Unlike the STL version, it is not technically constant memory (it is logarithmic) but other than that the algorithm works exactly as fast as it should.

Performance

Does between two and three times as many allocations as std::list. This mostly comes down to the extras guard blocks that need to be allocated for shared pointers (the guard block stores the use counts). Additionally, I need to do two allocations for empty lists while the STL does none.

In terms of absolute memory usage, my safelist uses significantly more memory, because smart pointers use more memory than raw pointers: the pointer itself is twice as large and a control block with two integers needs to be allocated.

I wrote a small stress program that fills a list with a specified number of random numbers, and then sorts it.

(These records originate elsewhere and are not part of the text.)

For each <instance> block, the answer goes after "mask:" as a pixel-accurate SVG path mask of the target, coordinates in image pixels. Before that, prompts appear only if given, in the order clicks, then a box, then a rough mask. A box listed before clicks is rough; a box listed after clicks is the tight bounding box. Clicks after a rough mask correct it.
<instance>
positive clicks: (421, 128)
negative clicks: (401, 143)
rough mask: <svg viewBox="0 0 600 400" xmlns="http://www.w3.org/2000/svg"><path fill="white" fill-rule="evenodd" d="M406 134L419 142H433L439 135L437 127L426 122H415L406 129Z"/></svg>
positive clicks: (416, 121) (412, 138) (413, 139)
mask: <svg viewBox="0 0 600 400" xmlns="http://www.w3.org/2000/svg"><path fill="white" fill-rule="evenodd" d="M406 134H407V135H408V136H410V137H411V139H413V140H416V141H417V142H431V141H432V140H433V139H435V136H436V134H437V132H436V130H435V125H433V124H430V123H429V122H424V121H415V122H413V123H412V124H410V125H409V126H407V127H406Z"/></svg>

Using this, I measured my list to be about 16 times slower without optimizations, and 10 times with optimizations.

An unfortunate side-effect of my design is that the destructor is recursive: the reference count for the first element drops to zero, calls the destructor it and drops the reference count for the second element to zero, which calls its destructor, which drops the reference count for the third element, and so forth. This is a surefire way to reach a stack overflow for larger lists.

This problem can be worked around by explicitly iterating from the end of the list and removing elements one by one, but that kind of defeats the purpose of this project. Also, reordering the elements within the entry structure might allow for tail-call optimization, reducing the needed stack size to something constant.

Actual safety

The main reason for the use of smart pointers is to increase the memory safety of your program. So what does this library provide that std::list does not?

In your program you will often times have iterator handles while you are actively modifying your list. The documentation for std::list specifies a lot about when they remain valid and when they do not. However, it does not specify what happens when you actually use an invalidated iterator. The answer: segfault. If you’re lucky. More likely, you will have a use-after-free error that may or may not cause a vulnerability in your program.

This library instead will makes sure that the pointer for an invalidated iterator is always equivalent to a null pointer. A dereference will still not be a good idea, but you have a reliable crash when this happens.

Closing thoughts

As an academic excersise, this project has been useful in pointing me to all the things that go into making data structures work with common STL interfaces. As an actual library, I urge everyone to never use this. My checking has not been very thourough and its performance is way less than that of std::list Maybe stackoverflow answers are on to something.